Jérome Rousseau a soumis une liste de sujets à ses élèves, mais chacun était libre d'en proposer un nouveau, qui devait tout d'abord être approuvé. De l'eau potable au terrorisme en passant par l'Irak, l'aide humanitaire ou les subventions en culture, les sujets sont diversifiés. Seule contrainte, les élèves doivent prendre position en étant pour ou contre, leur présentation doit être de cinq minutes et doit contenir au moins une statistique et une citation d'une personnalité qui appuie leurs dires.

Avant l'entrée en scène des différents orateurs, une présentation d'une minute fera référence à plusieurs textes qui ont marqué l'histoire, de René Lévesque à Martin Luther King en passant par Jonh F. Kennedy, Charles de Gaulle et Pierre Elliot Trudeau.

Jérome Rousseau croit que de monter sur la scène de la Salle Desjardins permettra aux jeunes de découvrir leurs forces et leurs faiblesses. «Même si devant le micro certains seront peut-être stressés ou parleront trop vite, ça fait partie de la beauté de la chose, ce n'est pas grave», lance l'enseignant qui croit que les étudiants doivent passer par-dessus leur peur.

Il ignore si son projet sera une réussite ou non, mais son but est de permettre à des jeunes de s'exprimer et de ressentir une certaine fierté en montant sur la scène devant plus de 300 personnes. «Les jeunes pourront se découvrir des talents d'orateur», croit-il.

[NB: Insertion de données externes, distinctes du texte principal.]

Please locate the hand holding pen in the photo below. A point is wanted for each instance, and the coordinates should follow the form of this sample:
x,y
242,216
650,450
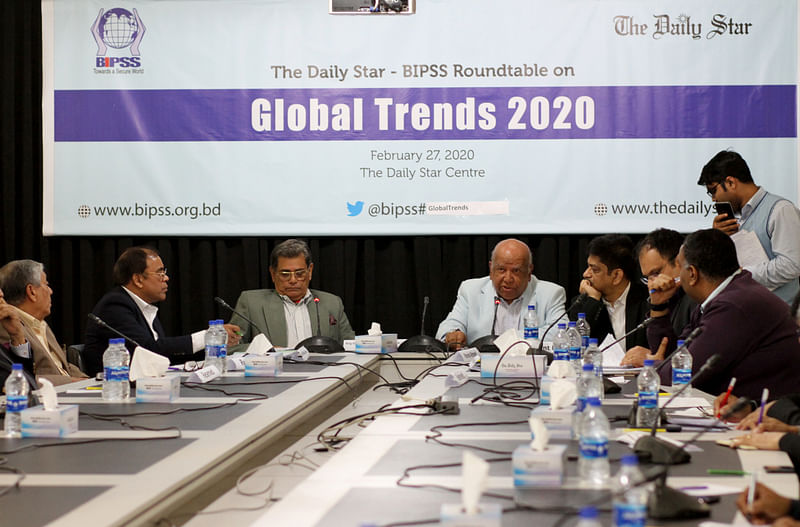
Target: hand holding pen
x,y
725,397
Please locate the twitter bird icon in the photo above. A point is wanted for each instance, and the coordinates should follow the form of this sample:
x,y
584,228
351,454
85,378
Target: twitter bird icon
x,y
354,209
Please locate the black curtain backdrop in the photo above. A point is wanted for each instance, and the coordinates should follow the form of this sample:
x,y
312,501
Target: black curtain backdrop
x,y
380,278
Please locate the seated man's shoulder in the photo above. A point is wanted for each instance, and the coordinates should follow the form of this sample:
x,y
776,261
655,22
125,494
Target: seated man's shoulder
x,y
255,293
474,284
324,296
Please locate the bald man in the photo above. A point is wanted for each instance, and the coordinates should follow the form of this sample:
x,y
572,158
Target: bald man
x,y
512,283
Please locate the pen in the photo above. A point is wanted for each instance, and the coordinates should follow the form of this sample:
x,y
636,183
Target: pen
x,y
726,472
764,396
727,395
751,492
625,430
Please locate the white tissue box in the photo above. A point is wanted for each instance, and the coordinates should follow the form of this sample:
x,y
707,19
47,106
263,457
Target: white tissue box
x,y
370,343
512,366
270,365
488,515
558,422
158,389
38,422
544,390
539,469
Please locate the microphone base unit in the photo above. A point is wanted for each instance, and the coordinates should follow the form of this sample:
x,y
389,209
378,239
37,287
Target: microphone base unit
x,y
485,344
320,344
651,449
666,503
610,386
423,344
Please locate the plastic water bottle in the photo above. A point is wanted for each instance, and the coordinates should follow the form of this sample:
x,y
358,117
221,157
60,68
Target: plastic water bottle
x,y
116,359
574,346
593,356
648,384
584,329
630,499
593,466
560,343
531,327
588,517
682,370
17,389
216,345
587,385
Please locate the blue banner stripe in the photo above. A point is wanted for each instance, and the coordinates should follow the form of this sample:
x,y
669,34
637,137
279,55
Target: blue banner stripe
x,y
605,112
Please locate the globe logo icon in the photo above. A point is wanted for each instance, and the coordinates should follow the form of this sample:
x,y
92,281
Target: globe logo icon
x,y
118,28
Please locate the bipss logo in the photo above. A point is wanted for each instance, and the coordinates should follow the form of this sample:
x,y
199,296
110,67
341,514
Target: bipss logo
x,y
118,29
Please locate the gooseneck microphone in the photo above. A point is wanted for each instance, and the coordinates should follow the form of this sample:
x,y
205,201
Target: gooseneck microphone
x,y
319,343
319,327
661,452
693,335
494,319
422,342
668,503
646,322
99,321
227,306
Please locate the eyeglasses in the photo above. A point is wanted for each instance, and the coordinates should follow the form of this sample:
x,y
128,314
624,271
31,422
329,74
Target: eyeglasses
x,y
299,274
161,273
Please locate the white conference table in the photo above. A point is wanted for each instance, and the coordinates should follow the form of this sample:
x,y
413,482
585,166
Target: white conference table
x,y
135,483
359,484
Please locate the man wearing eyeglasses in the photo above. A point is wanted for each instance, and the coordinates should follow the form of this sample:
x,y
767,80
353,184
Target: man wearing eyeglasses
x,y
613,300
28,296
498,302
658,252
142,281
774,220
291,312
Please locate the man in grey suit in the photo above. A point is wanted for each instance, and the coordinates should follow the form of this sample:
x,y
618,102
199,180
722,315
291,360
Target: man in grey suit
x,y
291,312
508,291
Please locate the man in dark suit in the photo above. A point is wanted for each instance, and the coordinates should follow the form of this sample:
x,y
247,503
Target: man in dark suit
x,y
141,280
614,301
291,312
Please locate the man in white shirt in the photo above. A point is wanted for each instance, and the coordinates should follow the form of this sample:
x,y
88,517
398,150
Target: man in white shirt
x,y
774,220
291,312
498,302
142,281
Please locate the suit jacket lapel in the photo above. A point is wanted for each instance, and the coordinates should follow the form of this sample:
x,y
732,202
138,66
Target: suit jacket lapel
x,y
57,351
273,318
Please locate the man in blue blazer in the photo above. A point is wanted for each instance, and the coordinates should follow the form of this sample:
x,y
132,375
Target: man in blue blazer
x,y
512,284
291,312
142,282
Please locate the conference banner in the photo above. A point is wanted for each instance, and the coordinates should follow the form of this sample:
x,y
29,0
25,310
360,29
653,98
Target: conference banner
x,y
399,117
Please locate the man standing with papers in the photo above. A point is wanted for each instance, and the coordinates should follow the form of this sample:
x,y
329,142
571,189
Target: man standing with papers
x,y
774,221
748,326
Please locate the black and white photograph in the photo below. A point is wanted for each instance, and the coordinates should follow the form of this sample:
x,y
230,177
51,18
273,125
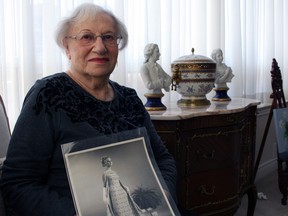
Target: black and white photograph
x,y
115,179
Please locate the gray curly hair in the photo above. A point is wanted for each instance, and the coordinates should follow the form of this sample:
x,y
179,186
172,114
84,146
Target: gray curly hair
x,y
84,12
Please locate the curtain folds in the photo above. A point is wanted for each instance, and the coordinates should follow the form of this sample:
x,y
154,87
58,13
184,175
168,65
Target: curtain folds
x,y
250,33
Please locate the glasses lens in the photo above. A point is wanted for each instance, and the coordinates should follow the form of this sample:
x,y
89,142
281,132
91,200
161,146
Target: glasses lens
x,y
86,38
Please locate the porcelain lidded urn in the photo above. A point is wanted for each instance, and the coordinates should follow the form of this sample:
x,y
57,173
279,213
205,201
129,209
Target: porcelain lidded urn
x,y
193,77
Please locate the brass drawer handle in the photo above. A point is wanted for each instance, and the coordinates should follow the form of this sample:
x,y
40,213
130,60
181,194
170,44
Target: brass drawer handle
x,y
207,191
206,155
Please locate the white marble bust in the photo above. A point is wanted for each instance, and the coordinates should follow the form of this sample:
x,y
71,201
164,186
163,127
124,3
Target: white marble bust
x,y
223,72
153,75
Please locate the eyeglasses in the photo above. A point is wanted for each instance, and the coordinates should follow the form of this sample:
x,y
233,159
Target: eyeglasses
x,y
86,39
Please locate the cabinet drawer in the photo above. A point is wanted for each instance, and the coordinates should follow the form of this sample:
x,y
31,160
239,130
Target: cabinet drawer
x,y
213,149
213,190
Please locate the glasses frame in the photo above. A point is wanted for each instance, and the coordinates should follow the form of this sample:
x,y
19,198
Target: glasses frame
x,y
79,36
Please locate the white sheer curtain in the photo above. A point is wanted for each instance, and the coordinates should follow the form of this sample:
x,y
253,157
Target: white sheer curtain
x,y
250,33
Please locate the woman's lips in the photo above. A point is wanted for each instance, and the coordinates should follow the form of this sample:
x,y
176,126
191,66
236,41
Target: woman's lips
x,y
99,60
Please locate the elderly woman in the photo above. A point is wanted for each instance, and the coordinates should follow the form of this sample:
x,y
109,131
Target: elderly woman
x,y
77,104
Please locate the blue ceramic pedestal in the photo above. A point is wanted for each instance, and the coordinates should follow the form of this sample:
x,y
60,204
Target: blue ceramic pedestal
x,y
221,94
154,102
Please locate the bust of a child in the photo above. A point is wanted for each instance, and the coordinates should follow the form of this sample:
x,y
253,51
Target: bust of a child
x,y
153,75
223,72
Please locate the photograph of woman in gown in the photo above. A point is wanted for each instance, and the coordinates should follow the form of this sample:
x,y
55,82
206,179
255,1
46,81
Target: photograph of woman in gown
x,y
117,196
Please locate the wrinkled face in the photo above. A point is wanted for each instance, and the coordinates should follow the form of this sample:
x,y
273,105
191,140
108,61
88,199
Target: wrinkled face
x,y
96,59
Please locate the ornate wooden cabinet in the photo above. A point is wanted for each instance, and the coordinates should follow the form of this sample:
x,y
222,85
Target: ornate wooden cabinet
x,y
214,148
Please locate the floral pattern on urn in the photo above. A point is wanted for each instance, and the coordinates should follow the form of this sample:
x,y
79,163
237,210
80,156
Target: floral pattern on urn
x,y
193,77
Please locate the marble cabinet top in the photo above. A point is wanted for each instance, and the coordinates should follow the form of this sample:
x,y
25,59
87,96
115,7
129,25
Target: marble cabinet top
x,y
175,112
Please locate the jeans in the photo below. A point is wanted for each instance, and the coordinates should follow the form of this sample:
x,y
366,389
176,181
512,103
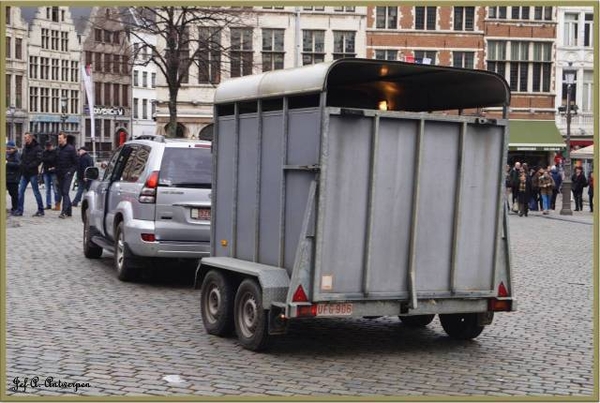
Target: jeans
x,y
64,184
82,186
25,180
50,183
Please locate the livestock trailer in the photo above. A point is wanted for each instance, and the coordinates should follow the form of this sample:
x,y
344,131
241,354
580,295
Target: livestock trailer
x,y
357,188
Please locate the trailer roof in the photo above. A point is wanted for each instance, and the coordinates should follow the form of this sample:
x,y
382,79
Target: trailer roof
x,y
363,83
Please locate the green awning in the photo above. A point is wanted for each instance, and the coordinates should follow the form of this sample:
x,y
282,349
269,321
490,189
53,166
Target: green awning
x,y
534,135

Un prix du public et un prix du jury seront remis lors du concours, soit un montant de 100$ pour chacun, un don du député provincial, Norm MacMillan.
Les jeunes, des citoyens à part entière
Pour l'enseignant, les jeunes peuvent être des citoyens à part entière, même à quinze ans. «Ils ont beaucoup de choses à dire, mais ça reste toujours dans un contexte de classe. Il faut qu'ils puissent être entendus dans un contexte différent et en plus, ils peuvent vivre une expérience», de dire Jérome Rousseau.
Et selon ce dernier, les jeunes s'intéressent beaucoup à la politique. «Les jeunes aiment la politique, mais pas nécessairement comme elle est en ce moment. Ils aiment la politique pour les grandes idées», d'ajouter l'enseignant.

Il croit aussi que les jeunes ont le sens de la critique. «Les jeunes sont à l'aire du numérique, mais ils aiment raconter et se faire raconter des histoires. Ils ne sont pas justes sur internet et Facebook. Ils sont très critiques en plus»

Jérome Rousseau estime aussi que des projets comme celui-ci démontrent que les écoles publiques peuvent être tout aussi bonnes que les établissements privés. «On peut faire des grandes choses dans une école publique et avoir de la gueule. On peut mettre les jeunes en valeur», clame-t-il.

Et finalement, il se réjouit de promouvoir la langue française par ce concours d'art oratoire. «Tout ça se fera dans la langue française. Il faut se l'avouer, en Outaouais parfois, le français est accessible, mais pas nécessairement de qualité. Et les jeunes sont capables de bien s'exprimer dans un français impeccable», conclut-il.